To show that the user develop now has full access to the filesystem we grab the root password hash from the /etc/shadow file.
This attack is easily prevented by following best practices by ensuring that nobody is root within the container and by running Docker with the parameter '–cap-drop=MKNOD'.
Another interesting abuse of the /proc/pid/root link into mount namespaces is that it can aid in the abuse of symlink vulnerabilities. To be clear about the extent of this issue we begin by describing user namespaces and their relation to mount namespaces.
A user namespace is a namespace that maps UIDs within the namespace to UIDs outside the namespace. The process creating the namespace decides this mapping. A common use of user namespaces is to map the UID 0 (root) inside of the container to a regular user outside of the container. This mapping is somewhat magic as for actions within the namespace the uid 0 is in fact root, but outside of the namespace the uid 0 is a regular user.
Part of the magic in using a user namespace combined with a mount namespace is that it allows a regular user to have control of the filesystem within their mount namespace through bind mounts.
For example, if they want to change their username within their namespace they cannot directly modify the /etc/passwd file, as doing so would require root permissions outside the namespace. However, they can use bind mounts to link an arbitrary files and folder to /etc.

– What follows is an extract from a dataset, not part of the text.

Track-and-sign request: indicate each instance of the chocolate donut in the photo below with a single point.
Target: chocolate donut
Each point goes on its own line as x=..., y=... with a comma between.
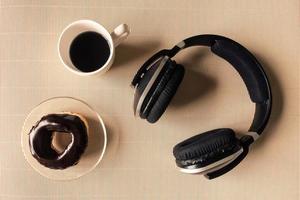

Back to the vulnerability. To remove Debian packages the command 'apt remove <packagename>' is used. Some packages need to do additional cleanup when being removed, one of these packages has decided to clean out user configuration files by issuing the command ‘rm –rf /home/*/.config/programX’ as root.
This uninstall script has an obvious symlink vulnerability where a user can symlink their .config file to point to any directory and thus allow deletion of a file or folder named "programX" anywhere on the filesystem. While an issue in itself, such a vulnerability is hard to abuse as deletion of a file named programX is unlikely to cause much harm, especially as that program is being uninstalled.
Note that creating a symlink from /home/user/.config/programX to, for example, /etc/password will not work, as ‘rm’ will in that case only remove the symlink itself. The difference in behavior from when .config is symlinked is caused by the fact that programX is on the end of the path.
This is where the user and mount namespaces come in. Using user + mount namespaces, we can use a symlink on the .config folder to trick the script into our own mount namespace. Within our own mount namespace, we have control over the filesystem and can for example create a bind mount from the programX folder to /etc/. This bind mount is not a symlink and ‘rm’ will happily descend into the folder.
A demonstration of the attack is shown in the screenshot below. On the left is the simulated uninstall script with root privileges and on the right is the attacker without root on the host. The initial 'unshare –r –m' command creates a user and a mount namespace and enters it.
Note that the attacker needs to execute all commands before the first 'ls' command before the uninstall script is run, additionally the process and the namespace must be running on the system while the uninstall is taking place.
As this method is a way to increase the impact of symlink vulnerabilities, the suggested way of solving this issue is to fix symlink vulnerabilities. There are mitigations one can add, for example the 'rm -rf' command can be run through its own PID namespace, thus hiding access to the mount namespace through /proc/PID/root.
The use of containers is running ahead of publicly available research. Due to this, it is hard for developers to fully grasp the security implications of providing root access within a container and what implications addition of specific capabilities have on security.
Hopefully this blog post gave some insight into why it is bad to provide root within a Docker container and how namespaces can affect existing vulnerabilities.